So funktioniert die Lasik: Zunächst betäubt der Arzt das Auge mit Augentropfen. Dann fixiert er das Auge mit einem Saugring. Mit einem Mikromesser trennt er ein hauchdünnes Scheibchen (engl. = Flap) der Hornhaut teilweise ab und klappt dieses wie einen Buchdeckel um.

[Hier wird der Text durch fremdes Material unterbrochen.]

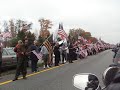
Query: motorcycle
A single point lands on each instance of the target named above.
(89, 81)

Wird anstelle des mechanischen Mikrokeratoms ein Femtosekundenlaser verwendet, spricht man von der Femto-Lasik. Anschließend werden bei beiden Methoden die darunter liegenden tieferen Hornhautschichten mit dem Excimer-Laser je nach Fehlsichtigkeit modelliert. Am Ende klappt der Chirurg den Flap zurück, der die Wunde wie ein körpereigenes Pflaster schützt. Dauer: Nur rund fünf Minuten pro Auge.

Kurzsichtigkeit wird korrigiert, indem die Hornhaut im Zentrum abgeflacht wird. Bei Weitsichtigkeit wird die Hornhaut um das Zentrum ringförmig abgetragen. Eine bestehende Hornhautverkrümmung wird bei einer Korrektur der Kurz- oder Weitsichtigkeit mitbehandelt. Die Oberfläche der Hornhaut wird dabei so abgetragen, dass sie der Kugelform angenähert wird.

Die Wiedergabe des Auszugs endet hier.